Shown above is the un-incubated egg we know so well. If fertilized before it’s laid — and then incubated — it becomes a bird. Each component plays a part.
- Blastodisc or germinal disc: Potential embryo. If fertilized and incubated this small circular spot on the yolk becomes a chick.
- Yolk: Food for the embryo. The female’s ovary deposits layers on the yolk to increase its size before ovulation. Yellow layers are laid on during the day, white ones at night, so the yolk has rings like a tree. It’s housed in a yolk sac which is why you have to “break” the yolk when cooking. The yolk is ovulated with the germinal disc attached (cradled by the yolk) so the food is next to the potential embryo even before fertilization. As the embryo develops, the yolk shrinks.

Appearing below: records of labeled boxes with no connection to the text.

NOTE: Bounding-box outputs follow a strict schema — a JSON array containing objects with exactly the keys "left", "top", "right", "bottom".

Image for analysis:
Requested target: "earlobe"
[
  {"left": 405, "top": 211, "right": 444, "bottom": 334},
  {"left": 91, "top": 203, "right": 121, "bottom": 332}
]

- Albumen = Egg White: Food, water, shock absorber, and insulation from sudden temperature changes. The albumen makes up 50% to 71% of the egg’s total weight. It’s laid on after fertilization while the yolk-with-germinal-disc rotates gently in the oviduct. As the embryo develops the albumen shrinks too.
- Chalazae: Because the yolk is rotating during albumen deposition, twists form in the albumen. Chalazae act like springs and stabilizers to keep the yolk and embryo in place inside the egg. They’re the white twisted bits in the egg white. (Totally amazing! Shock absorbers, insulation, springs and stabilizers!)
- Inner Shell Membrane: the first of two membranes that hold the embryo-yolk-albumen together
- Air Space: Between the inner and outer shell membranes the air space acts as a condenser for moisture exchange. This is where the baby bird takes its first breath before hatching.
- Outer Shell Membrane: The final packaging before the shell is laid on. It’s attached to the shell when you crack open an egg.
- Shell: The female’s uterus deposits calcium on the outer shell membrane to make the hard enclosure for the egg. The shell has microscopic pores to allow air exchange for the developing embryo.
- Cuticle: A thin layer on the shell that adds protection. The cuticle has caps on top of the pores that close when necessary to protect the embryo.